Raymond Delley a écrit trois romans, dans l'ordre de parution:
- Les Clairières (2017)
- Quelques jours en automne (2019)
- Comédie humaine (2022)
qui constituent ce qu'il appelle une Trilogie de la mémoire.
Dans Comment je suis devenu écrivain, à un moment du récit, il raconte comment lui sont venues ces histoires à partir de choses vues et d'êtres réels qu'il a réussi à métamorphoser...
Son éditeur, Michel Moret, lui a demandé d'écrire son autobiographie littéraire. Le résultat est une introspection qui permet d'avoir un bel aperçu de l'homme comme de l'oeuvre.
Celui qui lit et parle des livres pour eux-mêmes et, proustien, distingue l'oeuvre de leur auteur, ne se désintéresse pas de ce dernier. Mais son intérêt pour lui ne peut être le même.
Que Raymond Delley ait été professeur n'a pas fait de lui un écrivain: il a mué. À la fin, il donne malicieusement la parole au professeur pour savoir ce qu'il a à dire de l'écrivain...
Comme chez tout homme, il faut revenir à l'enfance, c'est-à-dire à la genèse, pour comprendre l'écrivain qu'il est devenu et qu'il est, ce qui, en lui, est changeant et permanent.
Pour mieux parler de l'enfant qu'il a été, il le met à distance en employant la troisième personne du singulier et ne revient à la première, naturellement, que lorsqu'il est fait homme.
Il ne s'agit donc pas de sa part d'une quelconque fatuité mais d'une commodité. Et cet enfant qu'il a été préfigure et porte déjà en lui l'homme, le professeur et l'écrivain qu'il sera.

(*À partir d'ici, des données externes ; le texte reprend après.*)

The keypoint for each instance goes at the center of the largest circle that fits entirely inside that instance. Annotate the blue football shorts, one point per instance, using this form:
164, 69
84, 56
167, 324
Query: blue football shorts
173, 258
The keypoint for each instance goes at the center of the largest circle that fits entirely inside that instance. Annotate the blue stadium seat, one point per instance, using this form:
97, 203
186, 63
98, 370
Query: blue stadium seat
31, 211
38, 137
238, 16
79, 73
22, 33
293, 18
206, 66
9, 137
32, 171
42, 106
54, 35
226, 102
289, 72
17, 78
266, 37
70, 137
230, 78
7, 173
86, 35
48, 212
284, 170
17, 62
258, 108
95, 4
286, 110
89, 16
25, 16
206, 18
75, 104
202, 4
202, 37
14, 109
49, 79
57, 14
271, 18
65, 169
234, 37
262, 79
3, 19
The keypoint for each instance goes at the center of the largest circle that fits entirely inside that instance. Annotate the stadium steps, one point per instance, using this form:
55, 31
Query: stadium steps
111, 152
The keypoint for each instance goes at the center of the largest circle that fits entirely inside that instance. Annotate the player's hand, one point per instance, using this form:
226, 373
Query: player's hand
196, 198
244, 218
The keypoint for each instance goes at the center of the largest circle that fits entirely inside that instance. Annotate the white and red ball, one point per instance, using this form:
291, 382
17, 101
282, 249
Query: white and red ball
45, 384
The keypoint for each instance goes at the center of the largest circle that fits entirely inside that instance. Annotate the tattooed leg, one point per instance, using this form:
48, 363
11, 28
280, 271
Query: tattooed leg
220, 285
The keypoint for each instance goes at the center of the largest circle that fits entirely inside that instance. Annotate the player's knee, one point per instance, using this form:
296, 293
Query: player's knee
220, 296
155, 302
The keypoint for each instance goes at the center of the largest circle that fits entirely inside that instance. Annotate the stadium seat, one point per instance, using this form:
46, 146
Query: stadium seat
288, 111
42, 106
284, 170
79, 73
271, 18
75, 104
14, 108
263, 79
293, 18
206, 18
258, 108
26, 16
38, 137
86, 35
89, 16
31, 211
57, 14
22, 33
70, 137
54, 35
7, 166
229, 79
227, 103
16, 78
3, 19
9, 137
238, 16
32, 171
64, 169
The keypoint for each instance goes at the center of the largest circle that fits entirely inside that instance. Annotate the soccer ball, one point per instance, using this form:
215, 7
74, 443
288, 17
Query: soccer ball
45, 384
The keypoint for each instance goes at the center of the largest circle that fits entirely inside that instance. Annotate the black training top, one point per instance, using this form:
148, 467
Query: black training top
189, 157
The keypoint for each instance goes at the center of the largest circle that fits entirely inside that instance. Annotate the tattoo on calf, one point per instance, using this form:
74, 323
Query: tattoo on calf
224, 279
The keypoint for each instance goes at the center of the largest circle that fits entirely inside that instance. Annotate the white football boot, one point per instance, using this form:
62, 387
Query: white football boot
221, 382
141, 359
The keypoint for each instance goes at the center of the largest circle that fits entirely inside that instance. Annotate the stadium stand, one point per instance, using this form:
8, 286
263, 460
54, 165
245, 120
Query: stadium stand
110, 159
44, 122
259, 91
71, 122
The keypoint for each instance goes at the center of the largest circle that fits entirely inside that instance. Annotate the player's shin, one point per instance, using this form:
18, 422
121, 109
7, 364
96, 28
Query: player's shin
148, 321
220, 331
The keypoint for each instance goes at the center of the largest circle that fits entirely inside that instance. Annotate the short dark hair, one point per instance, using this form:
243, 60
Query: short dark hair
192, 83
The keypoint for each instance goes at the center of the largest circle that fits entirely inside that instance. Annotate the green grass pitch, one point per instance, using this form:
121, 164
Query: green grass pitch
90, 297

Cet enfant, en s'éveillant à la langue, fait l'apprentissage des mots dont il a le pressentiment qu'ils sont toujours plus que les choses, qu'en eux [brille] une lumière qui [vient] de loin.
Dans les livres que lisent les jeunes de son époque, les mots, d'une inépuisable beauté, lui laissent apercevoir d'autres temps, d'autres espaces, le monde entier, entrevoir l'Invisible.

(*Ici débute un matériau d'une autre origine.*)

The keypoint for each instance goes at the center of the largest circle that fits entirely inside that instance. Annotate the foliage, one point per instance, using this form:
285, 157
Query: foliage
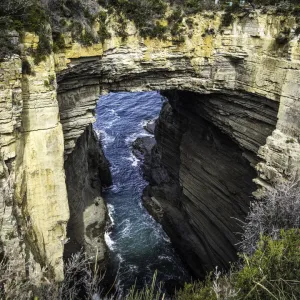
82, 278
152, 292
58, 42
279, 209
272, 272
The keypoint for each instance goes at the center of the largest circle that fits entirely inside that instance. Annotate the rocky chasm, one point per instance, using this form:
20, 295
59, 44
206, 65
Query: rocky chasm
232, 118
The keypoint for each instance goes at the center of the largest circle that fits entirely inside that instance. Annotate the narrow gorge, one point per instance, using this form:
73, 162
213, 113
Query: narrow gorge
229, 130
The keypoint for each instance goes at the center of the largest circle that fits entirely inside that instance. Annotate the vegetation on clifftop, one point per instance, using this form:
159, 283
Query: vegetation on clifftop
269, 266
87, 21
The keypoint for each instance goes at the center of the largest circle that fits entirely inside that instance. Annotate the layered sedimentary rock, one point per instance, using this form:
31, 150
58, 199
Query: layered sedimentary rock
87, 171
201, 178
239, 68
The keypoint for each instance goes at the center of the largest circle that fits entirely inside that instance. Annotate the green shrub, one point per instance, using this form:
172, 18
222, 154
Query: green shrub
278, 209
26, 67
273, 271
58, 42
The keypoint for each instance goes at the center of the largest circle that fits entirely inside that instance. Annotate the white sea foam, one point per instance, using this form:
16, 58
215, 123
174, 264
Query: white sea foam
119, 256
132, 137
116, 187
133, 159
165, 257
111, 211
109, 242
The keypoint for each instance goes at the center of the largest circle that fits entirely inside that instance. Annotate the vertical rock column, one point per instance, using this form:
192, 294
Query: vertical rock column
40, 182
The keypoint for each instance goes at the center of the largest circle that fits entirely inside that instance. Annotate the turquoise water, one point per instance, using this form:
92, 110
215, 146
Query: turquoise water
138, 245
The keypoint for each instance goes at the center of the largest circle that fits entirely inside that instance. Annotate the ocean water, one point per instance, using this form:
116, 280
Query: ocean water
138, 245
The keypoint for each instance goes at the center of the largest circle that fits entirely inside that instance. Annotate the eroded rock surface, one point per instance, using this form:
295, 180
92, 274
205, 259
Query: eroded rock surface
87, 170
202, 171
249, 87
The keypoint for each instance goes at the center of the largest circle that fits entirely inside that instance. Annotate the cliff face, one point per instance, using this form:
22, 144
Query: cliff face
87, 171
237, 81
203, 169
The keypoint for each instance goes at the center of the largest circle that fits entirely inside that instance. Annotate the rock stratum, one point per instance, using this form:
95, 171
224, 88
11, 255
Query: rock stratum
232, 118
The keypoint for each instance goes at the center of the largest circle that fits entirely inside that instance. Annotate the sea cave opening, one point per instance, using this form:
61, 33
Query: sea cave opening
138, 246
199, 181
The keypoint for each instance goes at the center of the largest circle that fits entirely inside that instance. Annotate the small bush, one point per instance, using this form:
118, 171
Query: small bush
273, 271
279, 209
26, 68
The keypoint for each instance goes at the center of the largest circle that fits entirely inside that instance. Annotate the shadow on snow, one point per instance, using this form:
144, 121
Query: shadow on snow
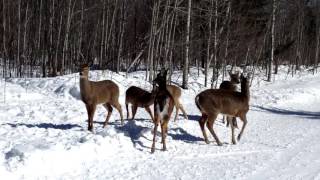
46, 126
304, 114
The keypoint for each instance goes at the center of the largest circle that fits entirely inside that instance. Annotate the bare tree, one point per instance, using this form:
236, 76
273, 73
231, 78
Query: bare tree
186, 61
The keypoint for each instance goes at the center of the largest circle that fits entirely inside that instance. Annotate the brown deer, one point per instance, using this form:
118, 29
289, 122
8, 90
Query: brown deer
138, 97
163, 107
175, 92
231, 86
101, 92
211, 102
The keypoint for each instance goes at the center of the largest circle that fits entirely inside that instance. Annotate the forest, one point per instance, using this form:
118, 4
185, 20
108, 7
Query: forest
49, 38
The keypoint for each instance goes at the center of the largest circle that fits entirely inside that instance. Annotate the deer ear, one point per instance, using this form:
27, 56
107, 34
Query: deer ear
241, 76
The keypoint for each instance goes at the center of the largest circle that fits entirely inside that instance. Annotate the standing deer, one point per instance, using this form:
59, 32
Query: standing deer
101, 92
231, 86
138, 97
211, 102
175, 92
163, 107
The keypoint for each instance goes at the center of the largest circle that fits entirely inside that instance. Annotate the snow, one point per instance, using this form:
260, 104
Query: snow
43, 133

Au pensionnat, grâce à un grand, il s'aventure dans la lecture sérieuse, puis, dans la poésie, grâce à un professeur, Louis Page, qui, précédemment, lui avait fait aimer les dictées.

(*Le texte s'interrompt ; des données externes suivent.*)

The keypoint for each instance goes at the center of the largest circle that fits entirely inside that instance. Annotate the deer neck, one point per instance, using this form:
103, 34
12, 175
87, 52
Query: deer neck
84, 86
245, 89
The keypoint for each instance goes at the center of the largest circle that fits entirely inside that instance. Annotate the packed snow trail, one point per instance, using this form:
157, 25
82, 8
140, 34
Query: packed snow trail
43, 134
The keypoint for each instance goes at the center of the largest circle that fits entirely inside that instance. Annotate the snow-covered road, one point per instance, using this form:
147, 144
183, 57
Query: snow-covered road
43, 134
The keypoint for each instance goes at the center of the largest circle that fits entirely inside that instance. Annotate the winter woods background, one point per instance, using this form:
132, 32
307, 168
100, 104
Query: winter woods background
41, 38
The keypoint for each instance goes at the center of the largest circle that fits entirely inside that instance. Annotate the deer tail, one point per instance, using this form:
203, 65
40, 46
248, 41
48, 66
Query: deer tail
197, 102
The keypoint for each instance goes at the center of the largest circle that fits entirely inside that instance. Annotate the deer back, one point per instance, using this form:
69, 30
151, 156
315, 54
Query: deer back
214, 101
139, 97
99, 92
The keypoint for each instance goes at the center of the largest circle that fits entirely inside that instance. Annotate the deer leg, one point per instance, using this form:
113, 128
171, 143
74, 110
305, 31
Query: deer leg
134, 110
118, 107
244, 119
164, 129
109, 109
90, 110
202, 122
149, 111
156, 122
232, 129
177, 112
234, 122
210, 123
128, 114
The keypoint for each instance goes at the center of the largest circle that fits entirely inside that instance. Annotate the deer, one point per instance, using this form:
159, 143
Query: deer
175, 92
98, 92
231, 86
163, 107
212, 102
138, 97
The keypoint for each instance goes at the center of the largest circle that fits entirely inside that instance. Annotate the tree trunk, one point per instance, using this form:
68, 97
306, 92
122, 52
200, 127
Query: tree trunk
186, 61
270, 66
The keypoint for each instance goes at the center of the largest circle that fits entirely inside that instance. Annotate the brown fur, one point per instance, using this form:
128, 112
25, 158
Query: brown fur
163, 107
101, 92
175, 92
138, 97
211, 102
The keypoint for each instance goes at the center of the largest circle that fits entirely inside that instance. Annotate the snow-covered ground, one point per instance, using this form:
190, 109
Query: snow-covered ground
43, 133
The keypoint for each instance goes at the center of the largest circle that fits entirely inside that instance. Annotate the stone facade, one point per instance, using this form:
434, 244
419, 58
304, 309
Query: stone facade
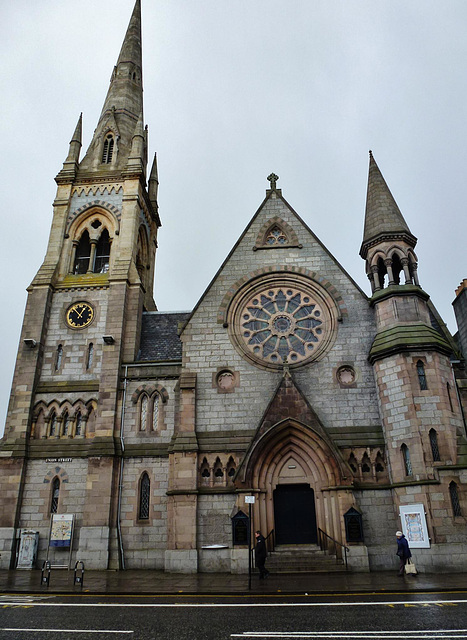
286, 382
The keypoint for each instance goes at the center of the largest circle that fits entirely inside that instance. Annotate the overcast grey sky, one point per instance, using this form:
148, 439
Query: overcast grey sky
233, 91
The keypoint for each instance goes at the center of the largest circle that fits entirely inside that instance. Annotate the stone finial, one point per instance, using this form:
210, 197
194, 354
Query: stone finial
273, 179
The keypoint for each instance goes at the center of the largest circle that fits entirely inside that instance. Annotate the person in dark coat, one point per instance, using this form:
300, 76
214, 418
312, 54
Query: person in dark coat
261, 555
403, 551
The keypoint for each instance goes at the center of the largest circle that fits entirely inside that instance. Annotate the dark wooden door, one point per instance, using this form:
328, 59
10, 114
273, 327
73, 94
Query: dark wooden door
295, 514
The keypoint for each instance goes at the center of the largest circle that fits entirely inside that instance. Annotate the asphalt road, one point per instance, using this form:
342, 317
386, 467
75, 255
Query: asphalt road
273, 617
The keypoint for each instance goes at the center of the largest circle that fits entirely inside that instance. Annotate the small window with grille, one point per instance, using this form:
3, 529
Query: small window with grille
454, 493
59, 357
407, 462
108, 149
421, 376
144, 497
90, 356
434, 445
102, 259
55, 495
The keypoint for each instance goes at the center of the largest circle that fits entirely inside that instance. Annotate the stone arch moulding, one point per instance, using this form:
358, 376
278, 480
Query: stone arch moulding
149, 390
97, 207
249, 279
292, 239
262, 464
320, 466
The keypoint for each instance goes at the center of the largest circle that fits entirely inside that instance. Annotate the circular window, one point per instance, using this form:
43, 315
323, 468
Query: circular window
346, 375
283, 318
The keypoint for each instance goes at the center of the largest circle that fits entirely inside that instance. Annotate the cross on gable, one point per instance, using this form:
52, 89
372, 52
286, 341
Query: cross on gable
273, 179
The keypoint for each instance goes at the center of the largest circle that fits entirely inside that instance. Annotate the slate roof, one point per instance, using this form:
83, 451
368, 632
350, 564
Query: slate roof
159, 336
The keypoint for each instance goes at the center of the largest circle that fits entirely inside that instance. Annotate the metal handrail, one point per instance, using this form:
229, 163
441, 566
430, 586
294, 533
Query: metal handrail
272, 544
323, 544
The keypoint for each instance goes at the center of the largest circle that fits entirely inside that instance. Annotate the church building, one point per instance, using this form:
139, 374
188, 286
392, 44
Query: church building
334, 416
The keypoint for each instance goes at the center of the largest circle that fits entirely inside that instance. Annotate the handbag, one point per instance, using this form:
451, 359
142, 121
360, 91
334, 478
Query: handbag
410, 568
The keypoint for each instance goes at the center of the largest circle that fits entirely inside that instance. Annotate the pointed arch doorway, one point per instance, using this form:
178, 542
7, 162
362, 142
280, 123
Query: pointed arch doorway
295, 514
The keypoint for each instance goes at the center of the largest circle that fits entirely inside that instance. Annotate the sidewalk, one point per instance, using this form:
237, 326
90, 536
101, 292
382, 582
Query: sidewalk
160, 583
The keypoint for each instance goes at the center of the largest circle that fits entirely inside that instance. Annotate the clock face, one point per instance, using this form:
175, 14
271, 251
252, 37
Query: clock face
79, 315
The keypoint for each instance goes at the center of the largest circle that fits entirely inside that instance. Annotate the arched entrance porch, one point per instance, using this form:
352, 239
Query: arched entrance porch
300, 482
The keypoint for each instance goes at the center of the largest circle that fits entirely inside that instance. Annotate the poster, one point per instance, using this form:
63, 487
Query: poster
414, 527
61, 530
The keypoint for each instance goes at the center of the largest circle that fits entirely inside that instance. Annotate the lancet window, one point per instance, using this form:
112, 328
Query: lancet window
83, 254
108, 149
407, 462
55, 495
421, 376
144, 497
434, 445
454, 494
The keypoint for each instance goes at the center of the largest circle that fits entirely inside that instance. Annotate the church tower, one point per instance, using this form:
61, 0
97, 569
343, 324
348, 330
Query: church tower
410, 354
83, 320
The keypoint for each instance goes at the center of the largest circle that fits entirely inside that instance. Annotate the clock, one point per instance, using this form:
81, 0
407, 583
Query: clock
79, 315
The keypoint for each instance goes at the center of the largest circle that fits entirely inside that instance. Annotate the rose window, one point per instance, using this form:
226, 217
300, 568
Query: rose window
276, 236
283, 323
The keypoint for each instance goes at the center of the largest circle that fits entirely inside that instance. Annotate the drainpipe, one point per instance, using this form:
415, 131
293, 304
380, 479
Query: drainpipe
120, 479
453, 362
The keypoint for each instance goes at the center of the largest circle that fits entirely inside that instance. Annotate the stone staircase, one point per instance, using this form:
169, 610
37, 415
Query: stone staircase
302, 558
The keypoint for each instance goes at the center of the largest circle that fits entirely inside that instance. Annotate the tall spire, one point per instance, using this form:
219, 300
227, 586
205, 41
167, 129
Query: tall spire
70, 166
123, 105
383, 217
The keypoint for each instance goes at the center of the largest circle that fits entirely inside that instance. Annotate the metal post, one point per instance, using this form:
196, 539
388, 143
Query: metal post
249, 548
45, 579
79, 573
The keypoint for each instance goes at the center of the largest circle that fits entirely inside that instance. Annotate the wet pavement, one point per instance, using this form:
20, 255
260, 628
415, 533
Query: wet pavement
160, 583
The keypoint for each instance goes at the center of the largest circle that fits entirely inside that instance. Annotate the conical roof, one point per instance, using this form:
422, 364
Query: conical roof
382, 216
123, 105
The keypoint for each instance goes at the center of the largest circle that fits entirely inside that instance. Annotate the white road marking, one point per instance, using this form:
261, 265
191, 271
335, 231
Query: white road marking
227, 605
292, 634
65, 630
382, 635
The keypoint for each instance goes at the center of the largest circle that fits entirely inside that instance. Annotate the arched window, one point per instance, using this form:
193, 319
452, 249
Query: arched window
205, 472
144, 497
379, 463
108, 149
83, 254
79, 424
144, 413
448, 389
155, 411
58, 357
230, 469
101, 262
396, 268
90, 356
353, 464
366, 465
55, 495
53, 425
66, 424
382, 273
434, 445
421, 376
453, 492
218, 472
406, 457
276, 236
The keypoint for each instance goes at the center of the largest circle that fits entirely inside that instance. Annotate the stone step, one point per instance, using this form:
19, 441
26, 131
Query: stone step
301, 559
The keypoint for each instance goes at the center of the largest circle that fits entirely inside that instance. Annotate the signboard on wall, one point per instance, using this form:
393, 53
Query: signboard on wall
414, 527
61, 530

Au collège, où ils étaient une matière scolaire, puis à l'université, où ils sont devenus un domaine de savoir, les livres n'ont pas cessé d'occuper une place essentielle dans [sa] vie.
Ceux qui, comme lui, lecteurs insatiables, remettent souvent sous leurs yeux des passages d'ouvrages lus et aimés ou qui récitent des vers jadis appris, conviendront avec lui:
Une oeuvre littéraire ne vaut que par le style, c'est-à-dire par la manière dont l'auteur imprime à la langue une marque nouvelle, une inflexion originale, une empreinte singulière.
Francis Richard
Comment je suis devenu écrivain, Raymond Delley, 136 pages, Éditions de l'Aire
Livre précédent:
Quelques jours en automne (2019)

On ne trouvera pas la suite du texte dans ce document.